Assim como no episódio envolvendo namorada do goleiro Bruno, Uberaba assistirá júri popular sem corpo. Será no dia 11 de novembro, quando mãe e filha serão julgadas no Fórum Melo Viana, acusadas de matar criança recém-nascida cujo corpo nunca foi encontrado.
Ontem foi divulgada pauta da 2ª Vara Criminal, onde consta o julgamento de Julie Alves Araújo Silva e sua mãe, Elza Alves da Silva. As rés, de 26 e 48 anos, são acusadas de ter matado bebê que teria nascido vivo após tentativa de aborto, em crime que chocou a cidade.
Conforme denúncia que deu início ao processo, no dia 4 de julho de 2006, Julie e sua mãe tiraram a vida de um recém-nascido, afogando o bebê no tanque da casa de morada de ambas, na rua Marechal Deodoro. Ainda segundo a promotoria, no dia dos fatos, Julie teria tomado medicamento abortivo (Citotec), adquirido por sua mãe. Algum tempo depois, a moça teria abortado o bebê, que chegou a chorar, conforme relato de testemunha que mudou sua versão ao depor perante o juiz.

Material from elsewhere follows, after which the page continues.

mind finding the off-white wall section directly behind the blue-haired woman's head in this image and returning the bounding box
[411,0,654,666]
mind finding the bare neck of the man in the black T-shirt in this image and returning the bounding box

Quanto à sentença do juiz Habib Jabour, mandando Julie e a mãe a júri popular, aquela autoridade pesou a conclusão de que Julie estaria grávida quando dos fatos e que pretendia abortar. Por sua vez, testemunhas ouvidas nos autos foram contraditórias ao falar sobre a gravidez. Três garantem que a ré estaria grávida na época, enquanto outras sete negam tal situação, o que também deve ser avaliado durante o julgamento popular.
Sobre a prova documental, diz a sentença de pronúncia, “três exames realizados pela ré Julie, embora pareçam conflitantes, na verdade se completam quando interpretados em conjunto”, diz trecho da sentença, que concluiu sobre a necessidade de o caso ser levado ao Tribunal do Júri.
Cogita-se que o aborto tivesse sido praticado quando a ré estaria no quinto mês de gravidez. Ouvido no processo como testemunha, o ginecologista Valter Seabra afirmou que um feto de vinte semanas pode nascer vivo.
Atuando na defesa de Julie e Elza Silva, o criminalista Leuces Teixeira deve insistir no pedido sustentando a inocência de suas clientes, bem como deve defender a tese do chamado "crime impossível". Se o advogado está confiante na absolvição de mãe e filha, o promotor de Justiça Eduardo Pimentel pode insistir na necessidade de condenação de ambas, como ele vem sustentando desde a denúncia que deu início ao processo.
O corpo do recém-nascido nunca foi encontrado pela polícia. Inicialmente, uma testemunha informou que o corpo foi enterrado no quintal da casa das rés. Entretanto, nada foi encontrado, embora tenha sido constatado que a terra foi remexida no imóvel. Posteriormente, concluiu-se que os restos mortais foram coletados pelo caminhão de lixo, inclusive com busca no aterro sanitário, sem que nada fosse encontrado.
O julgamento do dia 11 começa às 9h30 no Salão de Júri do fórum da rua Lauro Borges.